What I presented is pretty much a consensus among Catholic (and other) scholars; it is not only my view and it is not new.

The above is basically his authority for teaching the way he does.

A. a lot of other people (some not even Catholics) think this way.
B. It’s not new.

This is opposed to the Magisterial teachings of the RCC and even opposes the Catechism handed down by JPII.

Apparently teaching heresy is considered a good thing because:

A. a lot of other people (some not even Catholics) think this way.
B. It’s not new.

I wouldn’t have much trouble deciding what to make of his ideas. :wink:


#18

I think it’s a matter of scientific terminology here. To say something is biologically passed on is to say it’s genetic. If original sin, then, is biologically passed on, what would gene therapy do? could original sin (and hence death) be eliminated by scientists isolating the right gene? Is there any sort of biological treatment you can name that would get rid of original sin? Probably not, because original sin is a case of inherited nature, and not inherited biology.

I think a metaphor might be a better example: when i child is born to a rich family he inherits his family’s social status and wealth… but not because of some gene hidden in his DNA, but rather, it’s an external thing, a consequence of the nature of the family he was born into. In the same way, original sin is a spiritual blot, as you say, and it’s consequences (namely pain and death) echo throughout the world… however, just as the wealth that child inherits is external to the child himself, so the pain and death that flow from original sin is external to us.

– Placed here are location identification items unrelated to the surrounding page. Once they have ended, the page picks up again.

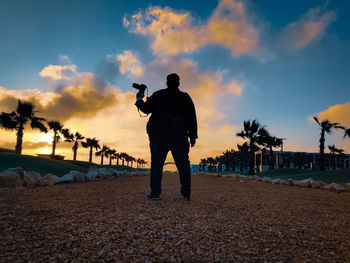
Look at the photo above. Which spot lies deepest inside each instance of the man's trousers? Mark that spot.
(179, 146)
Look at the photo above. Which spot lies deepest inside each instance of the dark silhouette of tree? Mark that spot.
(118, 157)
(57, 127)
(272, 142)
(347, 133)
(299, 159)
(75, 138)
(326, 128)
(111, 154)
(17, 120)
(243, 155)
(103, 153)
(91, 143)
(123, 157)
(256, 135)
(333, 151)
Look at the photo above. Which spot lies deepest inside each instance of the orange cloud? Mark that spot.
(337, 113)
(58, 72)
(174, 33)
(129, 63)
(308, 28)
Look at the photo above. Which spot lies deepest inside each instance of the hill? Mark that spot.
(45, 166)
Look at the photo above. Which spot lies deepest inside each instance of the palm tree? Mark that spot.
(77, 137)
(243, 155)
(103, 153)
(111, 153)
(347, 133)
(123, 157)
(143, 162)
(326, 127)
(256, 135)
(91, 143)
(57, 127)
(16, 120)
(272, 142)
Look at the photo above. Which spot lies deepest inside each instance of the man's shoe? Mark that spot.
(153, 197)
(186, 198)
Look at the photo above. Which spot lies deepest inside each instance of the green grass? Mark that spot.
(45, 166)
(338, 176)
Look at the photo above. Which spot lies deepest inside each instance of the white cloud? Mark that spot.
(173, 32)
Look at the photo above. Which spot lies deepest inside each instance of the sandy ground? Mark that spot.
(226, 221)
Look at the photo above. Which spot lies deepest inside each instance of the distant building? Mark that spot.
(5, 150)
(284, 159)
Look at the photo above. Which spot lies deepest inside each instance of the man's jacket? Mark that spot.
(172, 111)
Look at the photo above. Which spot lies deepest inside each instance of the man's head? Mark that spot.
(173, 81)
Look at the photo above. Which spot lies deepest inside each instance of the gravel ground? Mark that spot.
(226, 221)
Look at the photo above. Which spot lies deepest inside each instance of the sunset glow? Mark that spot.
(239, 60)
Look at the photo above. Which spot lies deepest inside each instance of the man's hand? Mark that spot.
(192, 141)
(139, 95)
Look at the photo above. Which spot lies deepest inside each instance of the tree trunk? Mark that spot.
(75, 151)
(271, 164)
(251, 159)
(19, 139)
(90, 155)
(54, 144)
(322, 140)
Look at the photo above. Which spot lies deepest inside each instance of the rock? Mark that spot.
(290, 182)
(318, 184)
(91, 176)
(283, 182)
(67, 178)
(32, 179)
(267, 179)
(49, 180)
(236, 176)
(103, 173)
(276, 181)
(93, 169)
(334, 187)
(347, 187)
(73, 177)
(12, 177)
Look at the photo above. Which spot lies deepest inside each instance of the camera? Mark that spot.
(141, 88)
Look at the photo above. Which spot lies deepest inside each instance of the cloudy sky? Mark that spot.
(280, 62)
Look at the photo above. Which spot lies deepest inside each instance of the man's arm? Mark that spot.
(145, 106)
(193, 127)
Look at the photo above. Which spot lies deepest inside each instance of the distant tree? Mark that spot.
(103, 153)
(347, 133)
(123, 157)
(76, 138)
(202, 164)
(326, 128)
(111, 153)
(57, 127)
(17, 120)
(299, 159)
(243, 155)
(272, 142)
(255, 134)
(91, 143)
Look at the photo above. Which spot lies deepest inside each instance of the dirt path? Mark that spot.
(110, 221)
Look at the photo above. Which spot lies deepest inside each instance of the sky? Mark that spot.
(280, 62)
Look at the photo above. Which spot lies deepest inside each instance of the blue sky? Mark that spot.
(283, 82)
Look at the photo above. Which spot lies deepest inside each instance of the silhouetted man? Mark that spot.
(172, 122)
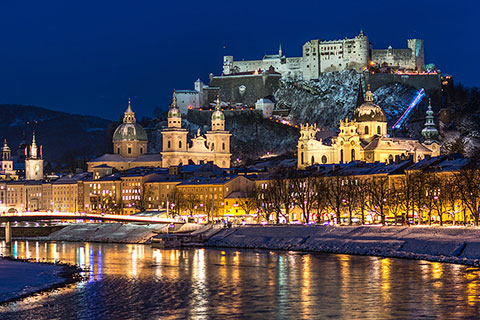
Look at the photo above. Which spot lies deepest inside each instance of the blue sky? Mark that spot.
(88, 57)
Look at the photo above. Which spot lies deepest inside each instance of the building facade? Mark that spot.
(213, 147)
(364, 138)
(320, 56)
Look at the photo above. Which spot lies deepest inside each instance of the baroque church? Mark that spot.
(130, 142)
(365, 138)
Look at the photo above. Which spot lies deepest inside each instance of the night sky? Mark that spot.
(88, 57)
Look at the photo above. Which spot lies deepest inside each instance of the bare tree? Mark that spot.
(378, 193)
(336, 192)
(304, 195)
(469, 179)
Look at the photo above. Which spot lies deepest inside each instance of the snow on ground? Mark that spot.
(107, 232)
(455, 245)
(18, 279)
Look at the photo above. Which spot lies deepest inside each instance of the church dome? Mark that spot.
(369, 111)
(130, 132)
(218, 115)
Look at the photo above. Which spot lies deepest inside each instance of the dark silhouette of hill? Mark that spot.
(67, 139)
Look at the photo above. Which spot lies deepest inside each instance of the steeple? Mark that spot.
(174, 114)
(360, 99)
(33, 148)
(6, 153)
(368, 95)
(129, 115)
(430, 132)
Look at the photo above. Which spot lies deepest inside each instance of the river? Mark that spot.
(137, 282)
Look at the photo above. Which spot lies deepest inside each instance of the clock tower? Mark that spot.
(33, 162)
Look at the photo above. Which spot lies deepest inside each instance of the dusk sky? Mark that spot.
(88, 57)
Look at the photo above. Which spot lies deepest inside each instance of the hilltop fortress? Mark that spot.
(320, 56)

So I think the OP’s quote is from a person who was using a rather scientific definition of “biologically” to discuss a subject, without considering that the terminology used my be confounding.


#19

On the one hand I can see where we have our difference of wording. I do not mean to imply that biological means by necessity DNA or genes etc. I mean that by being born biologically “according to the flesh” to use Biblical language, is how Original Sin and its penalty is propagated. On the other hand I think your metaphor is flawed because Original Sin is NOT external to us either physically or spiritually but actually internal to us. We are born with the mark of death upon us, brought about by Original Sin, and I hardly think that is external. If it was external, we should be able to isolate it from ourselves and deliver ourselves from it. No matter how much you argue that death is just some sort of external accident brought about by a variety of genes and environment it does not change the fact that no one has ever isolated themselves from this external “effect” and preserved themselves from death since Original Sin was committed. I would also deny that it is even possible to prevent death, no matter how far medical science progresses. Death may be postponed some small while, but nothing more. I would further aver that such views are contrary to Scripture and the Doctrine of the Church. Hence my initial comments regarding the Jesuit’s teachings.

The mark of death that is upon us to which I referred, is not something that can be examined scientifically. It is self evident and obvious. Science is actually clouding the issue by pretending to treat death as a sort of avoidable terminal situation that we just haven’t figured out yet, when in fact it is never going to be, (not by science that is.) That is a very important distinction. To the Christian death is the physical sign of Original Sin. To disbelievers, it is just natural. To scientists it is an avoidable situation given enough technology.

I sense that we may actually be arguing from opposite sides of the same coin however, in which case nevermind! :wink:


#20

What’s in green contradicts what’s in red.